The two courses are therefore in many respects complementary, although the approach is graded to respect learning times and to allow participants to take possession of the method as far as possible.

Thanks in advance.


----------



## Roberto1976

quizzy said:


> Hello, I'd like t know if "fare proprio " could be translated as "take possession of" when it means learn and acquire mastery over ( a technicque, for example).
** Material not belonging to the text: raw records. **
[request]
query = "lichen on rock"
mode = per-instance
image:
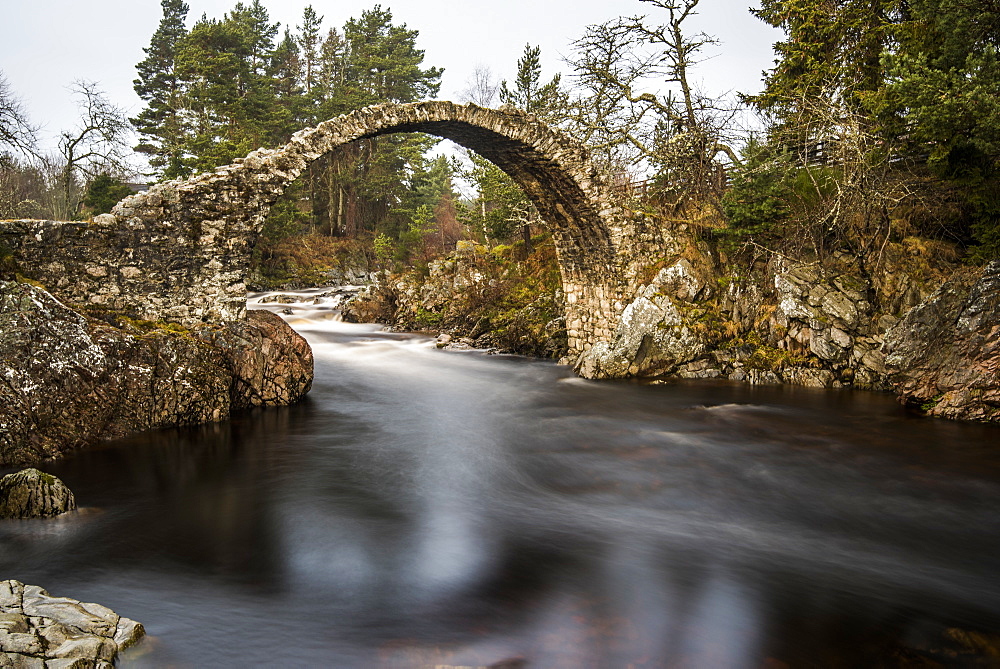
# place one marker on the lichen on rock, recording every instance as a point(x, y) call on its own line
point(944, 355)
point(30, 493)
point(67, 380)
point(39, 630)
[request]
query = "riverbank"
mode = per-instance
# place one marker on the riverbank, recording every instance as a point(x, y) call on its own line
point(434, 507)
point(920, 326)
point(69, 378)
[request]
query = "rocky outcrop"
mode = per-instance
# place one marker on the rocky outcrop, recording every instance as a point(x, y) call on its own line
point(813, 324)
point(38, 631)
point(30, 493)
point(944, 355)
point(653, 336)
point(478, 298)
point(67, 380)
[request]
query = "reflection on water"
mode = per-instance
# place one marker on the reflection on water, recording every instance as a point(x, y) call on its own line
point(426, 508)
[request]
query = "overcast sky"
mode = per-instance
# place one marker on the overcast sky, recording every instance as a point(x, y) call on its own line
point(45, 45)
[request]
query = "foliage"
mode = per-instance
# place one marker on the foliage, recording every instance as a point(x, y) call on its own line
point(308, 260)
point(887, 112)
point(640, 108)
point(97, 145)
point(941, 102)
point(160, 123)
point(512, 304)
point(103, 193)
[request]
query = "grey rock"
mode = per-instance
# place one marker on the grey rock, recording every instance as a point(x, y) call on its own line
point(30, 493)
point(943, 357)
point(38, 630)
point(66, 381)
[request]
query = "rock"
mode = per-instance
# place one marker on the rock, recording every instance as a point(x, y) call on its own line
point(943, 357)
point(38, 630)
point(66, 381)
point(651, 337)
point(271, 364)
point(279, 298)
point(30, 493)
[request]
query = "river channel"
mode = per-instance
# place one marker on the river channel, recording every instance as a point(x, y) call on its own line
point(426, 508)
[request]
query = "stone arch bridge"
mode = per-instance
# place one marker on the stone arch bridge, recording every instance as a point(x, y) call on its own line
point(181, 250)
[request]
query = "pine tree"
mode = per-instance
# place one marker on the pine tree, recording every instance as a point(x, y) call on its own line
point(547, 101)
point(309, 43)
point(383, 62)
point(159, 124)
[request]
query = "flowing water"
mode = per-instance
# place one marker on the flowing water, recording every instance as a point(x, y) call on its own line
point(428, 508)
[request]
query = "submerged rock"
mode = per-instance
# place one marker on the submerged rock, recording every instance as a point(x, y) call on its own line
point(944, 355)
point(38, 630)
point(30, 493)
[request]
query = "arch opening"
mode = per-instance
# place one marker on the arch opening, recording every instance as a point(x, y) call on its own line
point(225, 210)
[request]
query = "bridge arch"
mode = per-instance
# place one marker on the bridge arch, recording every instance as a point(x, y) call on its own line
point(217, 217)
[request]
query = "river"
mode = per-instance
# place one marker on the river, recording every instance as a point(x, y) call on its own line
point(427, 508)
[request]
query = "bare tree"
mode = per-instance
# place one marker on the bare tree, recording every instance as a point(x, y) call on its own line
point(640, 106)
point(481, 88)
point(15, 131)
point(99, 144)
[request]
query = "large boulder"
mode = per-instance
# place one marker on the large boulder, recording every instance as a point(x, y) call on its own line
point(654, 335)
point(39, 630)
point(944, 355)
point(30, 493)
point(67, 380)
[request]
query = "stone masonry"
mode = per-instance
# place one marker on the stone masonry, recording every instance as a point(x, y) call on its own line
point(181, 250)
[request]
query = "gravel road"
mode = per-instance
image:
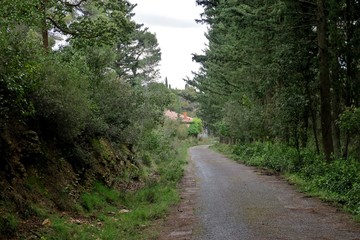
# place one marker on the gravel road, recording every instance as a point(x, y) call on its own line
point(233, 201)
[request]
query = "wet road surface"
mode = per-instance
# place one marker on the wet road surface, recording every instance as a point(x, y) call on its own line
point(236, 202)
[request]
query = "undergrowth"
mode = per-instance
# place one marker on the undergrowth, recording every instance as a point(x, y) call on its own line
point(336, 182)
point(107, 213)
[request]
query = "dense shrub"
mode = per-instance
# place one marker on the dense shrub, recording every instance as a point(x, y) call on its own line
point(340, 178)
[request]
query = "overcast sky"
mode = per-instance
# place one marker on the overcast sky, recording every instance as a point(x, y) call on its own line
point(173, 22)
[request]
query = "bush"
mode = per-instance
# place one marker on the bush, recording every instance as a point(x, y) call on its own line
point(63, 100)
point(8, 225)
point(340, 179)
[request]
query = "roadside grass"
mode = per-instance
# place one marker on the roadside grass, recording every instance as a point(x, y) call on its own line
point(337, 183)
point(106, 213)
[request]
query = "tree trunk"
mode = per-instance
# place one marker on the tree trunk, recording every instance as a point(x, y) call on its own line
point(325, 95)
point(45, 32)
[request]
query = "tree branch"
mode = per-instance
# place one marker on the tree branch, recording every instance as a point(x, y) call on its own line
point(72, 4)
point(61, 28)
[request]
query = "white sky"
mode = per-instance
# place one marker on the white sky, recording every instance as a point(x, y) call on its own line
point(173, 22)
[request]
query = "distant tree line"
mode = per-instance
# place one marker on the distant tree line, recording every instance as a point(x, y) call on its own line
point(282, 70)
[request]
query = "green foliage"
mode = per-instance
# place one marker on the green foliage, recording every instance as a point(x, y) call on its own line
point(63, 100)
point(8, 225)
point(20, 66)
point(350, 120)
point(338, 181)
point(195, 127)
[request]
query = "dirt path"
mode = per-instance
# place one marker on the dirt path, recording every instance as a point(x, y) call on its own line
point(226, 200)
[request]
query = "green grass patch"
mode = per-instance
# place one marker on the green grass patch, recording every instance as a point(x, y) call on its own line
point(105, 213)
point(337, 182)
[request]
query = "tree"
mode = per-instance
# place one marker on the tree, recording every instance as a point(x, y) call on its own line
point(138, 61)
point(195, 127)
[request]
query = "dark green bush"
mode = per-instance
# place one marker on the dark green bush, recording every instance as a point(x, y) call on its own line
point(341, 178)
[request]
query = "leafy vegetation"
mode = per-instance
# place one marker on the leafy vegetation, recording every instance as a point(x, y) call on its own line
point(337, 182)
point(279, 80)
point(82, 127)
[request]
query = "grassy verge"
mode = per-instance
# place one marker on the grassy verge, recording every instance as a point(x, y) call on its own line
point(337, 182)
point(106, 213)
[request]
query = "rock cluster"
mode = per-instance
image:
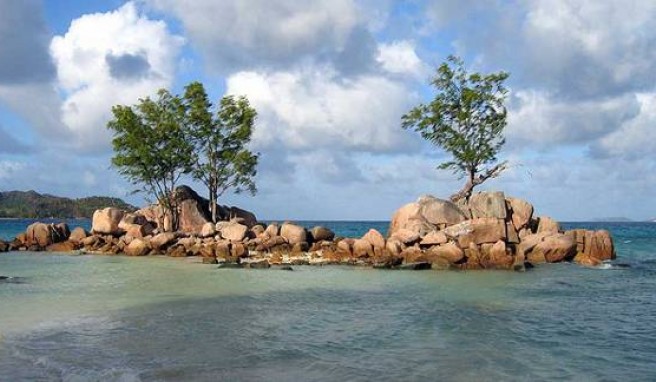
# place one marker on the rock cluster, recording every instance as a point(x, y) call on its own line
point(491, 231)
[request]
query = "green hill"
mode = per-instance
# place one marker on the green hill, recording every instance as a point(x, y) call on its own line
point(31, 204)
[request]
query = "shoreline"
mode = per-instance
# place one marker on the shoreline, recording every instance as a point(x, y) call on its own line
point(491, 231)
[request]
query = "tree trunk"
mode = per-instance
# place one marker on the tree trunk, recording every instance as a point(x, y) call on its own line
point(213, 208)
point(474, 181)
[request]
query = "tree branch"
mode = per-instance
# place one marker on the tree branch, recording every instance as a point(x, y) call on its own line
point(468, 188)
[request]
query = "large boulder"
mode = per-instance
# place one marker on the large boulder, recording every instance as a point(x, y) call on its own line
point(407, 236)
point(599, 245)
point(477, 231)
point(553, 249)
point(208, 230)
point(294, 234)
point(41, 235)
point(521, 212)
point(233, 231)
point(245, 217)
point(449, 252)
point(434, 238)
point(409, 217)
point(135, 225)
point(163, 240)
point(322, 233)
point(107, 220)
point(375, 238)
point(488, 205)
point(425, 215)
point(362, 248)
point(192, 216)
point(156, 215)
point(440, 212)
point(499, 256)
point(78, 234)
point(548, 225)
point(64, 246)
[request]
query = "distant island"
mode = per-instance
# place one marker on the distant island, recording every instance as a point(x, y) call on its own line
point(613, 220)
point(31, 204)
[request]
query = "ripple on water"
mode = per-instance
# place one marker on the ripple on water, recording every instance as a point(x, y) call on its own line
point(154, 319)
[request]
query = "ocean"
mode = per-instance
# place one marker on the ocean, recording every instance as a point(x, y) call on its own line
point(113, 318)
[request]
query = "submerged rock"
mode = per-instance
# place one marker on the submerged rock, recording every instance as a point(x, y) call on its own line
point(419, 266)
point(107, 220)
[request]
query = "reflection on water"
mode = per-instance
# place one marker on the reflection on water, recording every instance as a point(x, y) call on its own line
point(117, 318)
point(103, 318)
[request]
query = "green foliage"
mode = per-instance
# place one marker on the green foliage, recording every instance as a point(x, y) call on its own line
point(30, 204)
point(466, 119)
point(150, 147)
point(222, 160)
point(158, 141)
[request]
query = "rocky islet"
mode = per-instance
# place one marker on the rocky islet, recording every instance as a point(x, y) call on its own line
point(491, 231)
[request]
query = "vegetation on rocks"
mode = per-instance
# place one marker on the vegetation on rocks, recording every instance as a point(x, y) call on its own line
point(466, 119)
point(156, 142)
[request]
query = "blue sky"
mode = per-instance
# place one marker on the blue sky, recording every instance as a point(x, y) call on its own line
point(330, 80)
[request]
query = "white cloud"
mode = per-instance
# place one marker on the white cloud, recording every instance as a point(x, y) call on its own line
point(543, 120)
point(400, 57)
point(260, 33)
point(637, 137)
point(313, 108)
point(10, 169)
point(106, 59)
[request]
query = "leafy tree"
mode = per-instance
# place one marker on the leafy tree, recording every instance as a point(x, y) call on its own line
point(150, 147)
point(220, 136)
point(466, 119)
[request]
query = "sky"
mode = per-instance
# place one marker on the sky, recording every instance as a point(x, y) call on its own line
point(330, 80)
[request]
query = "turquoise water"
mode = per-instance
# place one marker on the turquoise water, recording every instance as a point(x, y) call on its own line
point(104, 318)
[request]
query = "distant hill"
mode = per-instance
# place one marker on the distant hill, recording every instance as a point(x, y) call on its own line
point(31, 204)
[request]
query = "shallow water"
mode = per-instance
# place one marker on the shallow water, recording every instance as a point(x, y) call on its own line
point(79, 318)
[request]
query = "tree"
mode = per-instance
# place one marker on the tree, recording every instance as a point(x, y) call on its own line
point(150, 148)
point(221, 160)
point(466, 119)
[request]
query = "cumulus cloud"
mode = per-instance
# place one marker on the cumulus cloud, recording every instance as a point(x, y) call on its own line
point(24, 40)
point(106, 59)
point(10, 169)
point(314, 108)
point(543, 120)
point(591, 48)
point(10, 145)
point(400, 57)
point(636, 138)
point(237, 35)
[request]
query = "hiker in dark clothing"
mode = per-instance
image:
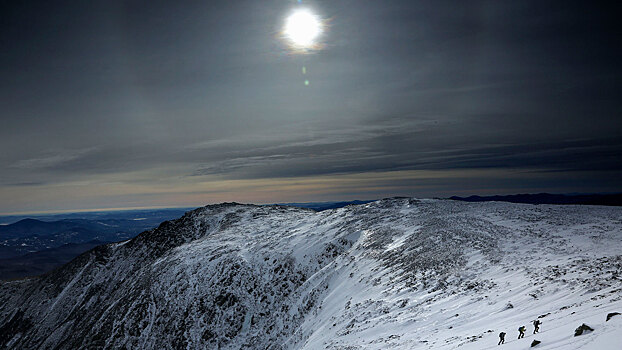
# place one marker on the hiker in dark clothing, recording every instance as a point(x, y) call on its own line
point(501, 338)
point(521, 332)
point(536, 326)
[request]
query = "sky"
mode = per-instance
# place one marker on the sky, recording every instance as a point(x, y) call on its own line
point(114, 104)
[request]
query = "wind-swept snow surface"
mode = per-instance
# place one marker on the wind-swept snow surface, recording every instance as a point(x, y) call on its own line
point(393, 274)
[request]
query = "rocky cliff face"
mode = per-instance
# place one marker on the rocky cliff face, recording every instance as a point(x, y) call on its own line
point(398, 273)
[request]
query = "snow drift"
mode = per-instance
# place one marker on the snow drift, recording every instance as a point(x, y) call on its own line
point(393, 274)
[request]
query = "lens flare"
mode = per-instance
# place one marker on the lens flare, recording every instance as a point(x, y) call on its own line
point(302, 29)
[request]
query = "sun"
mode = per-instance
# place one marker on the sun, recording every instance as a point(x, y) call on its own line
point(302, 29)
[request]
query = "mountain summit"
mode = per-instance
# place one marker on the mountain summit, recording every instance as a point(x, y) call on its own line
point(392, 274)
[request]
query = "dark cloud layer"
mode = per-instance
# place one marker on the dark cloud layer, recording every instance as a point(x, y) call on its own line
point(142, 98)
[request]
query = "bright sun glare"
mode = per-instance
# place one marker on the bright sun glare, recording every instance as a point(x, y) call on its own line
point(302, 28)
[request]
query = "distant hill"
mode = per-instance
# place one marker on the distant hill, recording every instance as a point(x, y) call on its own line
point(548, 198)
point(37, 263)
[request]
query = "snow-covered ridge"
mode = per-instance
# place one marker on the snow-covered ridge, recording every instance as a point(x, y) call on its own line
point(397, 273)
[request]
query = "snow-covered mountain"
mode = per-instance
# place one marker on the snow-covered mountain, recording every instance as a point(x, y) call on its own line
point(392, 274)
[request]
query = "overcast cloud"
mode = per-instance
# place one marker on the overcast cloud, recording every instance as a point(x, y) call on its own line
point(143, 103)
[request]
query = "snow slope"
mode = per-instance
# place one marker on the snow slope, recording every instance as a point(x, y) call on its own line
point(393, 274)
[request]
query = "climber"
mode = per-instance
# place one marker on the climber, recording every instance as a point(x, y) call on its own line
point(536, 326)
point(521, 332)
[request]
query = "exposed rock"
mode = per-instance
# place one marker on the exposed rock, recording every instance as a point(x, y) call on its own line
point(581, 329)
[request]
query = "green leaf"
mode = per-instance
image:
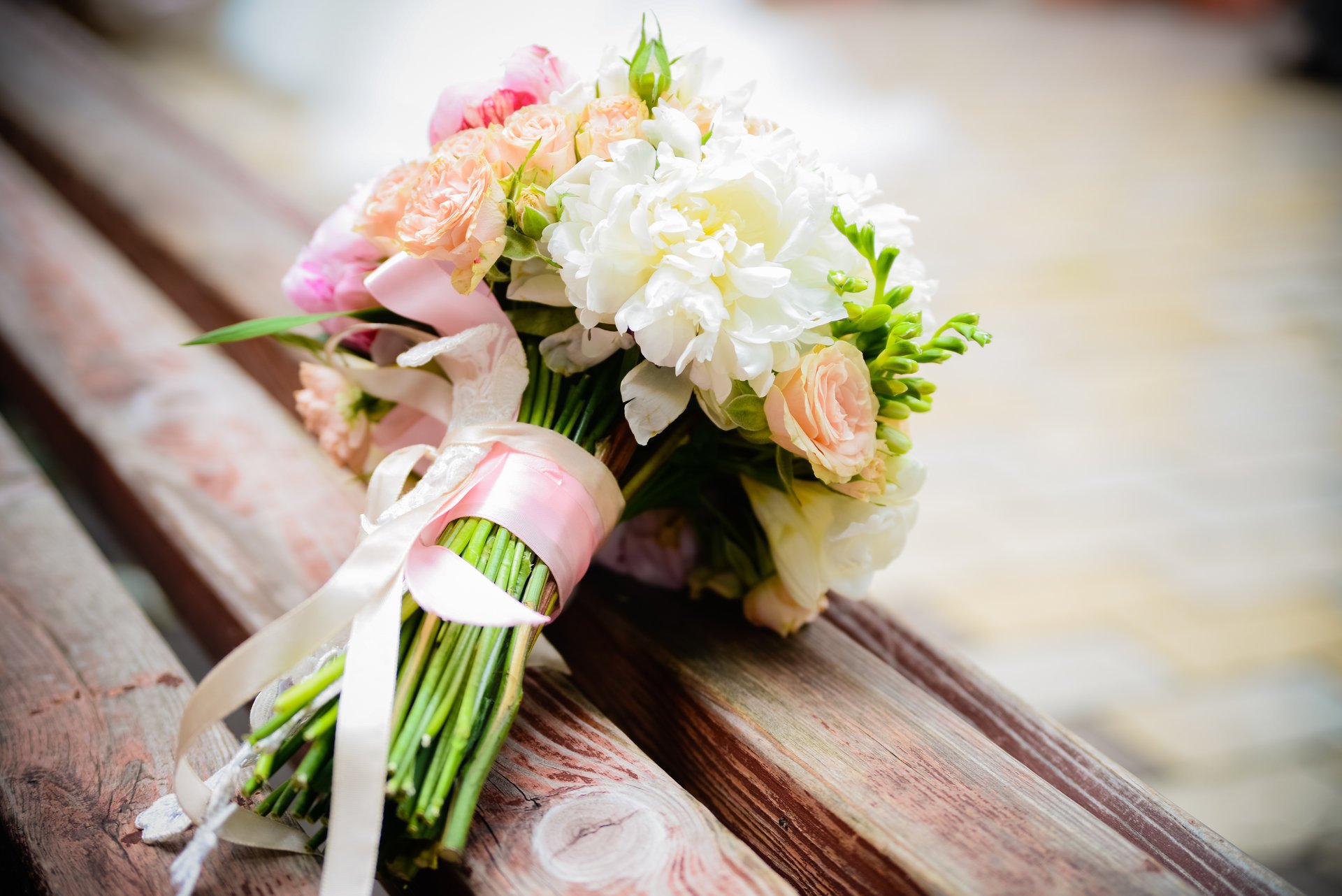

The sentence is:
> 
> _I due corsi sono dunque, per molti aspetti, complementari, pur nel rispetto di una gradualità di approccio, che rispetti i temi di apprendimeno e permetta ai partecipanti di "far propria", per quanto possibile, la metodica._
> 
> My attempt is:
> 
> _The two courses are therefore in many respects complementary, although the approach is graded to respect learning times and to allow participants to take possession of the method as far as possible._
> 
> Thanks in advance.


 
Non sono madrelingua ma non mi suona giusto. Io direi semplicemente "learn". Ma sentiamo che cosa rispondono gli esperti!

Ciao,

R. 

PS: Un'altro suggerimento (un po' azzardato) potrebbe fore essere "internalize" (knowledge), ottenedo qualcosa come:

"... to learn and, possibly, internalize the methods."

Cosa ne pensano i madrelingua?


----------



## quizzy

Well, "learn" seems not to be enough and as for "internalize" I've looked it up and it seems to me it has a more moral sense....
What about "command"?

...._allow participants to acquire as good a command of the method as possible_


----------



## Roberto1976

quizzy said:


> Well, "learn" seems not to be enough


 
Well, if you really learn something, then "lo fai tuo". But I understand what you mean. 



> and as for "internalize" I've looked it up and it seems to me it has a more moral sense....


 
I am pretty sure you can "internalize" knowledge (and not just values or mores).



> What about "command"?
> 
> ...._allow participants to acquire as good a command of the method as possible_


 
In my humble opinion, that sounds good! 

R.


----------



## quizzy

Thanks Roberto!


----------



## Ariela24

Salve a tutti,
vorrei sapere come rendere in inglese l'espressione: fare proprio nel senso di acquisire

I visitatori hanno fatto così proprie le tradizioni dell’isola ma non ne sono rimasti schiavi 

They made the traditions of the island their own but did not remain slaves of them




Grazie


----------